June 18, 2024

Judgement Calls

ESPN posts a good article on the progress of an automated ball-strike system (ABS). One takeaway is that robot umps have problems with the subjective dimension of strike zone height:

“There are two things you have to do,” Manfred told ESPN. “One is measure the track of the ball. We’re good there. The second thing you have to do is set the strike zone for each batter and we’re not there yet.”

Essentially, the league has two options: A height-based zone or a stance-based one.

A height-based zone is the simplest option: Players would be measured before each season and their strike zone would be set accordingly. Everyone at the same height would have the same zone, without taking into account the difference in stances for each player.

A stance-based zone revolves around camera readings of a player’s knees and hips as the pitch travels to home plate. The top and bottom would then be set based on a rolling median of the last 50 pitches seen by the batter — so hitters would not be able to get around the system by changing their stance depending on the count or situation in the game.

It’s a hard system to get right.

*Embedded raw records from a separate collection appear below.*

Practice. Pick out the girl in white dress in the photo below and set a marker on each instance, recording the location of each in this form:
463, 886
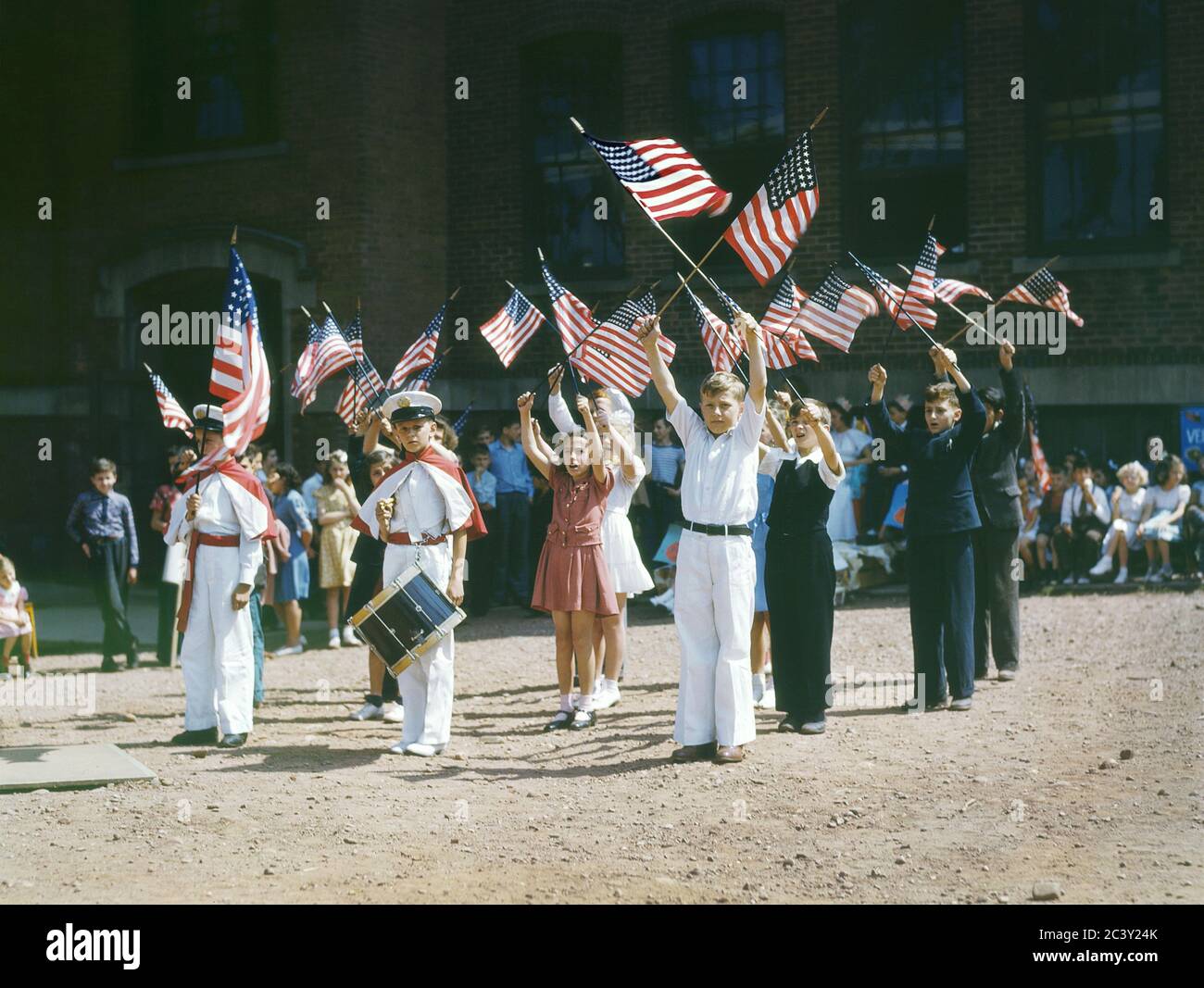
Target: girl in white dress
629, 575
1128, 505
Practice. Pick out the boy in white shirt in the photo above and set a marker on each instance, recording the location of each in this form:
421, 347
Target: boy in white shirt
715, 570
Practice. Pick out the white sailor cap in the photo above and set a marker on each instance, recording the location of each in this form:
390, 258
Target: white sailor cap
208, 417
410, 406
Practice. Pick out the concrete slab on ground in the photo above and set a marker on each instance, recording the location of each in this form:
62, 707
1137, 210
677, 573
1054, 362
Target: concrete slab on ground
68, 767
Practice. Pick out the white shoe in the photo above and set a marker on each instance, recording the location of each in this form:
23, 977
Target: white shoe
424, 751
605, 698
370, 711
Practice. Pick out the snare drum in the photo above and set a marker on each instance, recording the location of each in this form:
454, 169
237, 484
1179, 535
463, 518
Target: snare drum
406, 619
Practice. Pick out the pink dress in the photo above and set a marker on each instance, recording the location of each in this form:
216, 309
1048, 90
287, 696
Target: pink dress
572, 573
13, 618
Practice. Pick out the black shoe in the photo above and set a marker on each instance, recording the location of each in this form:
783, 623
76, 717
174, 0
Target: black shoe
208, 735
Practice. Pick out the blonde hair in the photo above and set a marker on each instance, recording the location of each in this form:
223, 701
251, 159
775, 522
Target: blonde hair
1135, 472
722, 382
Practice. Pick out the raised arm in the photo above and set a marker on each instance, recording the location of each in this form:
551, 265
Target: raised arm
533, 450
649, 334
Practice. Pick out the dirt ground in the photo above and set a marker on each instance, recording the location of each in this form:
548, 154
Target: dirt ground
1031, 786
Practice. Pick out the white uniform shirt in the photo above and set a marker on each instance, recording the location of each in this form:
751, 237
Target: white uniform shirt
719, 481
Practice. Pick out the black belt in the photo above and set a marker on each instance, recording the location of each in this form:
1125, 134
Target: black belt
719, 530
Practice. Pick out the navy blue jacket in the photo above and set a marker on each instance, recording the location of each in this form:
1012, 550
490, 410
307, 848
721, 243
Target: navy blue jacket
940, 499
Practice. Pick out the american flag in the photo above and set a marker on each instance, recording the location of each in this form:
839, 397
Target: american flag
784, 344
325, 354
834, 310
420, 352
573, 321
770, 228
513, 325
949, 290
458, 426
891, 295
364, 382
173, 416
227, 373
245, 414
662, 176
1043, 289
621, 356
722, 345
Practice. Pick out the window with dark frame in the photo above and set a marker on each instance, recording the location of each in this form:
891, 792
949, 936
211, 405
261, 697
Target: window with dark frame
572, 76
1098, 153
733, 111
903, 101
225, 48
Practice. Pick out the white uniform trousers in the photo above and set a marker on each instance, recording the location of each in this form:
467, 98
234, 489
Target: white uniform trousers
713, 611
426, 685
217, 658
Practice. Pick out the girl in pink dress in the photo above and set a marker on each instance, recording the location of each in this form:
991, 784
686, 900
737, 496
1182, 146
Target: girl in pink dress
15, 623
573, 581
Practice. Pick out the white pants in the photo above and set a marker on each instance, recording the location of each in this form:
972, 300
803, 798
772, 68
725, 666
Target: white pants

This kind of zone would actually differ more from the current, human-umpire zone than the height-based approach would, forcing players to adjust in a more dramatic way.

ESPN.com

Players and fans in the minors like a challenge system where the call by the ump can be challenged with limits. I’ve thought for a while that machine should do what it does well, call the ball over the plate. Then the umpire can concentrate on the height dimension without worrying about the pate. I tend to get more upset at strikes off the plate and balls called over the plate that up or down. Let the machines make the concrete call and the humans make the subjective one.

Note that this would be a great way of training the machine as well. All of those calls should be fed back into the machine’s pattern recognizer, and after a while it may get very good at all the dimensions.